I have a Python (3.6) script which reads data from a csv file into a pandas dataframe, pandas performs actions for each new line which is read from the CSV file...
This works fine for a static CSV file, e.g. one where all the data to be processed is already contained within the CSV file...
I would like to be able to append to the CSV file from another Python process so that data can be continuously fed into the pandas dataframe, or if the process that feeds the data to pandas reaches the end of the file, it waits for a new row to be appended to the CSV file and then continues reading rows into pandas...
Is this possible?
I am new to pandas and at the moment, I am having difficulty understanding how pandas can be used with real time/dynamic data as all the examples I see, seem to use static CSV files as a data source.

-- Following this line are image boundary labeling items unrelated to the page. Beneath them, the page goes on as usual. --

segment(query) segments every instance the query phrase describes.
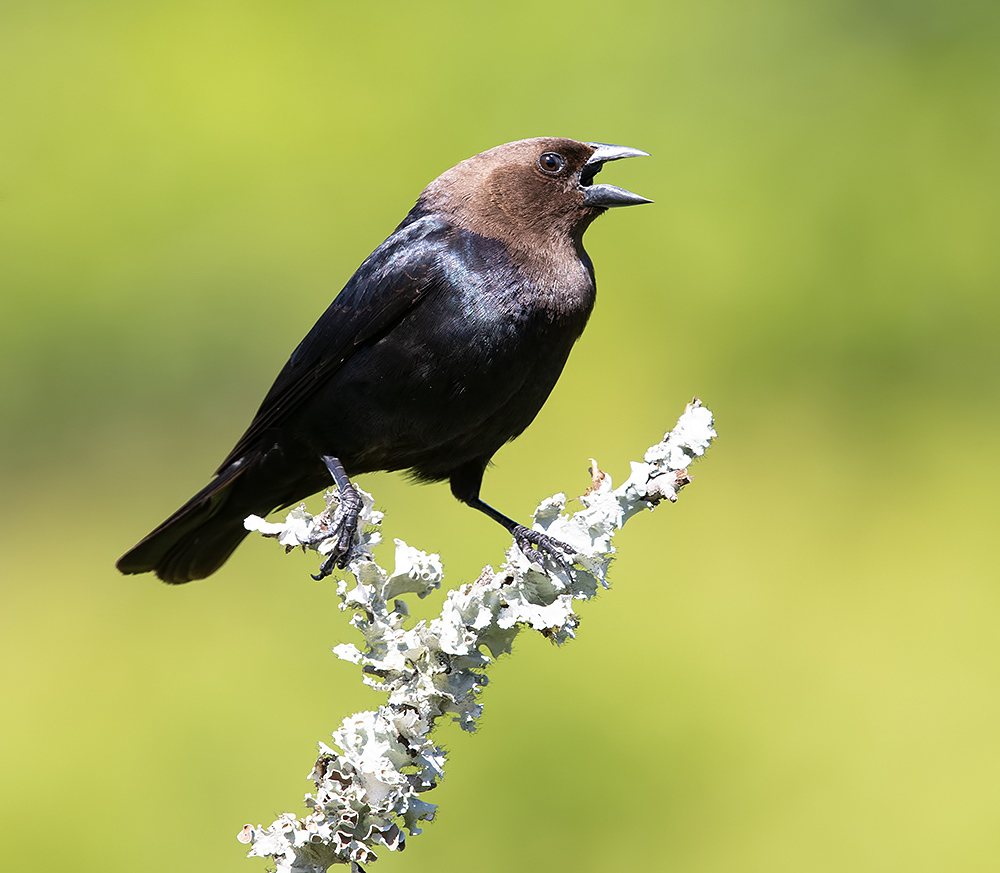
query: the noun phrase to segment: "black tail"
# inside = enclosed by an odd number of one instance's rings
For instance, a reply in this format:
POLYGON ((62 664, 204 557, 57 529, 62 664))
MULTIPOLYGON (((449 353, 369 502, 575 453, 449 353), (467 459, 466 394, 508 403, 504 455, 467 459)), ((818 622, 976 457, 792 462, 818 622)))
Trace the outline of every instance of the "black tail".
MULTIPOLYGON (((243 519, 253 512, 233 500, 245 468, 234 464, 195 494, 156 530, 129 549, 115 565, 122 573, 154 572, 178 585, 204 579, 219 569, 248 531, 243 519)), ((270 511, 270 507, 263 510, 270 511)))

Ideally, I would like to be able to feed rows into pandas from a message queue directly, but I don't think this is possible - so I was thinking that if I have a second Python script that receives a message from a queue then appends it as a new row to the CVS file, the original script could read it into to pandas...

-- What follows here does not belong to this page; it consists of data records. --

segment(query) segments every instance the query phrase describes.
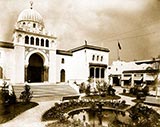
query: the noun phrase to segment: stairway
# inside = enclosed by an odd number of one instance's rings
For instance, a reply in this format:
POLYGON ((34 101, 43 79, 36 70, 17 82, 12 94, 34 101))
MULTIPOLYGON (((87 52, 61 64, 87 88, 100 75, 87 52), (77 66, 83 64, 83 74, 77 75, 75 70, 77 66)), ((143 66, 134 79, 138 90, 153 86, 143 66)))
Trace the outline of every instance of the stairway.
MULTIPOLYGON (((30 85, 33 91, 34 101, 47 101, 47 100, 61 100, 63 96, 76 95, 77 92, 68 84, 34 84, 30 85)), ((24 90, 24 85, 15 85, 14 91, 19 98, 21 92, 24 90)))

Am I misunderstanding how pandas works or can you give any pointers on if/how I can get this sort of thing to work?
You can pop comma separated values off a queue and wrap them in a dataframe.
You can then take that in-memory tiny dataframe and append it to whatever other dataframe you want, that's also in memory. You can also write it out to a file with .to_csv('whatever', mode='a').
It would be preferable to not write to csv in the first place and leave it an array of strings, but since this more directly answers your question:
big_df = pandas.read_csv('file.csv')
def handle_csv(csv):
mini_df = pd.DataFrame([sub.split(",") for sub in csv])
big_df.append(mini_df)
mini_df.to_csv("somefile", mode='a')